A França se disse “surpresa” pela sugestão iraniana.

“Há um canal de diálogo com os iranianos que deve passar pelo sr. Solana”, afirmou Jean-Baptiste Mattei, um porta-voz do ministério das relações exteriores da França, disse Mattei, referindo-se ao representante da União Européia para Política Externa e Segurança.

“É através desse canal que nós esperamos ter dos iranianos uma resposta sobre a suspensão de enriquecimento de urânio, como exigido pelo Conselho de Segurança das Nações Unidas”, disse Mattei.

Em entrevista dada em Helsinki, capital da Finlândia, Solana afirmou que a oferta iraniana precisava “ser analisada em detalhes”.

Ele descreveu como “cordial e construtiva” uma conversa telefônica que teve com o negociador iraniano para a questão nuclear, Ali Larijani.

Contudo, Solana disse que as negociações ainda deveriam continuar.

Joint-venture

O presidente do Irã, Mahmoud Ahmadinejad, propôs a criação de joint-venture para desenvolver seu potencial nuclear há um ano e o correspondente da BBC no Irã, Francis Harrison, disse que a idéia volta à tona depois de um mês de conversações com países europeus, inclusive a França.

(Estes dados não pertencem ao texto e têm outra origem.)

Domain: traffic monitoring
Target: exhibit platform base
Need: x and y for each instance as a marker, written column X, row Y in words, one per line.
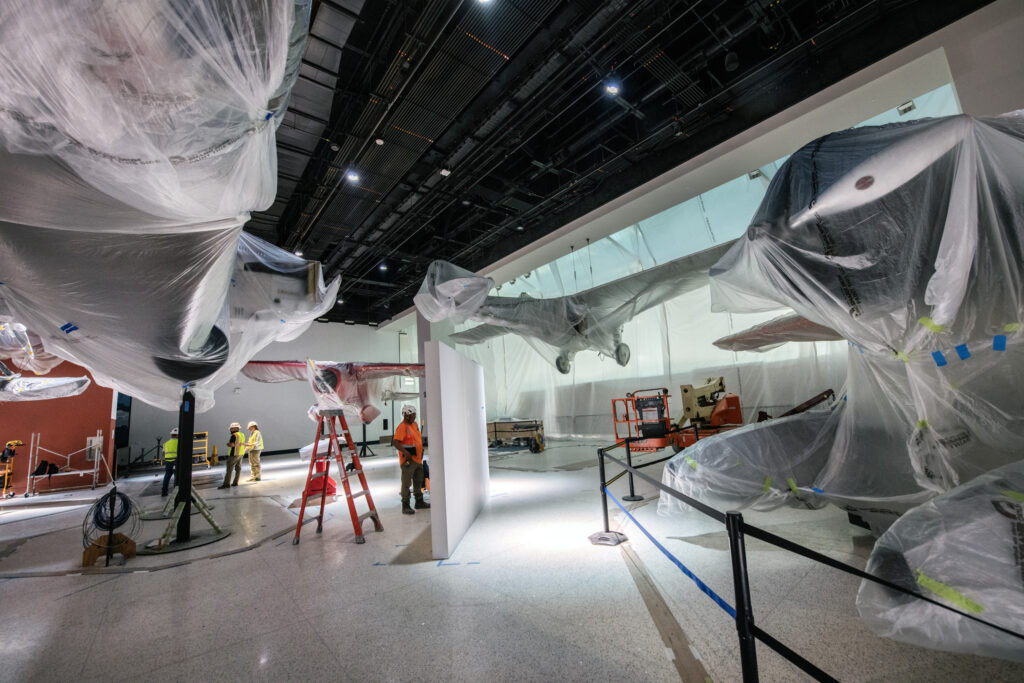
column 198, row 539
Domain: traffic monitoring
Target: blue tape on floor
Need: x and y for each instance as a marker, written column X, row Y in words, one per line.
column 729, row 609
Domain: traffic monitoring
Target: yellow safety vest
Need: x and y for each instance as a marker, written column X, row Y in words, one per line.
column 171, row 450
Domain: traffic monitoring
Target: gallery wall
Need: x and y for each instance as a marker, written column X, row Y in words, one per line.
column 281, row 409
column 62, row 425
column 460, row 481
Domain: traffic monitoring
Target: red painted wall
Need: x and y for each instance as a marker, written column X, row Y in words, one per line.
column 64, row 425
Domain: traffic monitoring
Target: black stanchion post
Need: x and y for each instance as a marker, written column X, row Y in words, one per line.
column 604, row 496
column 186, row 425
column 629, row 461
column 744, row 613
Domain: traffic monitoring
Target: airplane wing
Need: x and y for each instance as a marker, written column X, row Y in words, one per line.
column 776, row 332
column 479, row 334
column 615, row 303
column 41, row 388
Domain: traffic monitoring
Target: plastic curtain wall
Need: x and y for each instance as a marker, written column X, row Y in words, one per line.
column 671, row 344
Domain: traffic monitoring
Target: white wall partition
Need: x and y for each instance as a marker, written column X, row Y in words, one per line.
column 460, row 480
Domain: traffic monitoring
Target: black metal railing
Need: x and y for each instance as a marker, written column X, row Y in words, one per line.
column 747, row 630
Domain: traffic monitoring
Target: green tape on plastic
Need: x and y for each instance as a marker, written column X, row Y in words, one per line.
column 948, row 593
column 932, row 325
column 1013, row 495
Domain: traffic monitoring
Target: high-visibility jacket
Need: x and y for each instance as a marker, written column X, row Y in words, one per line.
column 409, row 435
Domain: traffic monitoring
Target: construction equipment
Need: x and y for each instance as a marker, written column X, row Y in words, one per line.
column 708, row 410
column 318, row 481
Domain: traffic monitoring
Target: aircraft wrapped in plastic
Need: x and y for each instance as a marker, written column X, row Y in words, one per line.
column 908, row 241
column 558, row 328
column 964, row 548
column 134, row 140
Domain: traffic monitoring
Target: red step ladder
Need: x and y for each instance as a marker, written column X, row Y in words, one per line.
column 320, row 467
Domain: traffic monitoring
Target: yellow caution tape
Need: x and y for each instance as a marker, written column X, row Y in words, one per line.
column 948, row 593
column 1013, row 495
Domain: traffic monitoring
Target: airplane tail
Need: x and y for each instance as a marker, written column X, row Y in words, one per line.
column 449, row 291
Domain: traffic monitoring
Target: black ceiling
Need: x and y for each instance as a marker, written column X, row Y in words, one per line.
column 510, row 96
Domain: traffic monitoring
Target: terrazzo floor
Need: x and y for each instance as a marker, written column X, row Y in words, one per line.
column 525, row 597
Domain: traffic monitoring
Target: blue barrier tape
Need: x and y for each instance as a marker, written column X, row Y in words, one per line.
column 729, row 609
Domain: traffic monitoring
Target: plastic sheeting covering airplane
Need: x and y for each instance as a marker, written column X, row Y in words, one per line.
column 558, row 328
column 132, row 150
column 907, row 241
column 357, row 385
column 965, row 549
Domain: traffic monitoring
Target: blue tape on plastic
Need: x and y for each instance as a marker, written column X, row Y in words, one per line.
column 729, row 609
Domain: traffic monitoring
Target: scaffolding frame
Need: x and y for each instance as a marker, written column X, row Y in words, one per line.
column 36, row 447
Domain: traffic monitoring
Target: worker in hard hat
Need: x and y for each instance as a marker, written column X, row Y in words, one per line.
column 254, row 446
column 236, row 449
column 409, row 443
column 170, row 461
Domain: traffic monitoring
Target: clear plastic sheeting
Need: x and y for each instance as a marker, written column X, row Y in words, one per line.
column 764, row 466
column 354, row 387
column 907, row 240
column 964, row 549
column 17, row 388
column 558, row 328
column 134, row 139
column 774, row 333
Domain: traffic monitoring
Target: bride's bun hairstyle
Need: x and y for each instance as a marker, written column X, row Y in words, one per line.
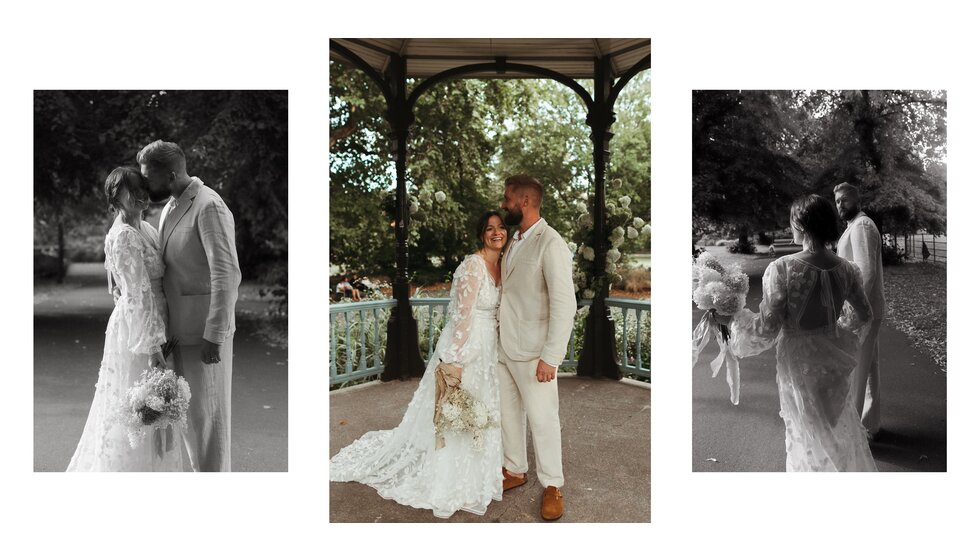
column 481, row 225
column 120, row 177
column 816, row 217
column 163, row 155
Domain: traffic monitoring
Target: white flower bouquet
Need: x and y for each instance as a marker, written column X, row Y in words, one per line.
column 159, row 400
column 720, row 291
column 462, row 413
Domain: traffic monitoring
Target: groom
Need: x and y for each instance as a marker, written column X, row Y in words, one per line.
column 197, row 240
column 537, row 309
column 861, row 244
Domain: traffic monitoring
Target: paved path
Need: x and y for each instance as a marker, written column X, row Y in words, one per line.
column 69, row 330
column 605, row 447
column 750, row 436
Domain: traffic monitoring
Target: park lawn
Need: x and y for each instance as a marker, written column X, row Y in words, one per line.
column 916, row 298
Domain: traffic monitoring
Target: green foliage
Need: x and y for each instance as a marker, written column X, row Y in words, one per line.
column 468, row 136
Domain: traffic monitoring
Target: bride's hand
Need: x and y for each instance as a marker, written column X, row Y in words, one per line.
column 721, row 322
column 157, row 360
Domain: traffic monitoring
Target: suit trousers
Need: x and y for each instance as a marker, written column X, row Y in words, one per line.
column 208, row 436
column 865, row 382
column 523, row 398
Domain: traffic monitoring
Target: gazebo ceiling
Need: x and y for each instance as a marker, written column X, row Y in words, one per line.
column 426, row 57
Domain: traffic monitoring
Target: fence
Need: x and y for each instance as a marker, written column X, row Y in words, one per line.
column 921, row 247
column 358, row 332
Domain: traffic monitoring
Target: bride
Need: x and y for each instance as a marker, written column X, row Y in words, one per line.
column 134, row 336
column 816, row 335
column 405, row 464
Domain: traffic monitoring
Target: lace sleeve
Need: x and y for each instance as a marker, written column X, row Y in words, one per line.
column 754, row 333
column 466, row 287
column 138, row 313
column 856, row 315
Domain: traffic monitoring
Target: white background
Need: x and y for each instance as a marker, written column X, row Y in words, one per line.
column 284, row 45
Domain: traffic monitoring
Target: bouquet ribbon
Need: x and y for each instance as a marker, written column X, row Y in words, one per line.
column 701, row 337
column 163, row 440
column 448, row 379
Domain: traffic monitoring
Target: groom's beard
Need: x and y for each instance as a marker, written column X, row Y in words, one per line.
column 159, row 196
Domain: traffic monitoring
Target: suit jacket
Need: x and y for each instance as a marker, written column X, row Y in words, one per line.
column 861, row 244
column 197, row 239
column 537, row 301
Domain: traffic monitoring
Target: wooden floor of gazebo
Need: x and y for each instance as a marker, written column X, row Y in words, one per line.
column 605, row 443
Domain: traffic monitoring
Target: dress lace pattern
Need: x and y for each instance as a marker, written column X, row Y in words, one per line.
column 816, row 319
column 403, row 464
column 136, row 329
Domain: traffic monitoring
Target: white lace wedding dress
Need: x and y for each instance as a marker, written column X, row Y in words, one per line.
column 816, row 319
column 403, row 464
column 136, row 329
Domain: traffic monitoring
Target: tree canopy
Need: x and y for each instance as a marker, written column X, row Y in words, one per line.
column 468, row 136
column 236, row 141
column 754, row 151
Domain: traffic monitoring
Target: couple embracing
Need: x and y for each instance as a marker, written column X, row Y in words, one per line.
column 509, row 321
column 822, row 312
column 177, row 284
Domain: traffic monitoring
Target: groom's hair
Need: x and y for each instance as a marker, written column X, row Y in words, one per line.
column 848, row 188
column 526, row 185
column 163, row 155
column 817, row 217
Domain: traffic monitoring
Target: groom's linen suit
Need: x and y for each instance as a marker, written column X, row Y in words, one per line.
column 537, row 311
column 197, row 236
column 861, row 244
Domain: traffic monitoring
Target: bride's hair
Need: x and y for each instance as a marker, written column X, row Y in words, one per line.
column 816, row 217
column 128, row 177
column 481, row 225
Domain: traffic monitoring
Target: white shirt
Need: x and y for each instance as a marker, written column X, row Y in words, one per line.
column 518, row 239
column 861, row 244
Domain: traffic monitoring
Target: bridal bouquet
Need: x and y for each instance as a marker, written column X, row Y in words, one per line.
column 462, row 413
column 718, row 290
column 159, row 400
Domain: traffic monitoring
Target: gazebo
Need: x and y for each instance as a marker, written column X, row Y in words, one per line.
column 390, row 63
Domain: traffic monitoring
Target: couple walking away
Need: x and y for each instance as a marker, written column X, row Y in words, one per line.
column 822, row 311
column 180, row 284
column 462, row 441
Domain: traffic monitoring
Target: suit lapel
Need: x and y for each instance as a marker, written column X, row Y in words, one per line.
column 183, row 205
column 525, row 246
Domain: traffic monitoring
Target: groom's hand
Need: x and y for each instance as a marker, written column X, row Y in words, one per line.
column 545, row 372
column 210, row 352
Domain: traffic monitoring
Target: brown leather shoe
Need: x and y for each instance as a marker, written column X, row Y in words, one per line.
column 511, row 481
column 552, row 504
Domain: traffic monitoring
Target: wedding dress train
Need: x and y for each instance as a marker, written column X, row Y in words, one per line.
column 403, row 464
column 136, row 329
column 816, row 319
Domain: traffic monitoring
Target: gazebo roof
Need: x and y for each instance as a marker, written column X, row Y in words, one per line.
column 426, row 57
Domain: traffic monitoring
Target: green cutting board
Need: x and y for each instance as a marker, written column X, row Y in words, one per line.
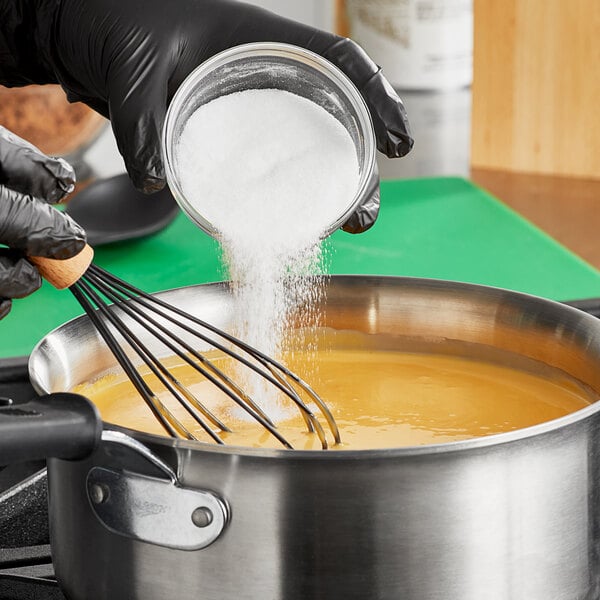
column 444, row 228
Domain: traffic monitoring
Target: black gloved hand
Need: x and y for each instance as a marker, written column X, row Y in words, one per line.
column 127, row 58
column 28, row 225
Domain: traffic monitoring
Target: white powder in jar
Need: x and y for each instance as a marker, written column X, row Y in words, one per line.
column 271, row 171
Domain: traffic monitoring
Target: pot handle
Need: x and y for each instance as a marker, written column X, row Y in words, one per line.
column 60, row 425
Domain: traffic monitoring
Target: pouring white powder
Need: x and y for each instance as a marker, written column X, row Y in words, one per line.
column 270, row 171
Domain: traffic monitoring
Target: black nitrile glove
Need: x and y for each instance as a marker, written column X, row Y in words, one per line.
column 28, row 225
column 126, row 59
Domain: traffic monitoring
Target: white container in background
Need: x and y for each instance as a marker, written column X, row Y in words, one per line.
column 420, row 44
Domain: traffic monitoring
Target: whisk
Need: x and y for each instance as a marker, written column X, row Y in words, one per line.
column 106, row 299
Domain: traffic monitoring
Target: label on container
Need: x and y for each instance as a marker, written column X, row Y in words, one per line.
column 420, row 44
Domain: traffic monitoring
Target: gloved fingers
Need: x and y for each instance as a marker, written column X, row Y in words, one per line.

A secretária de Estado americana, Condoleezza Rice, voltou a pedir ao Irã que interrompa sua operação de enriquecimento de urânio.

O Irã não obedeceu ao prazo dado pelo Conselho de Segurança da Organização das Nações Unidas (ONU), que terminava no dia 31 de agosto, para suspender o enriquecimento de urânio no país.

O Conselho de Segurança da ONU deve analisar a imposição de sanções - ação defendida pelos Estados Unidos, que não descarta, em último caso, a possibilidade de uma eventual ação militar.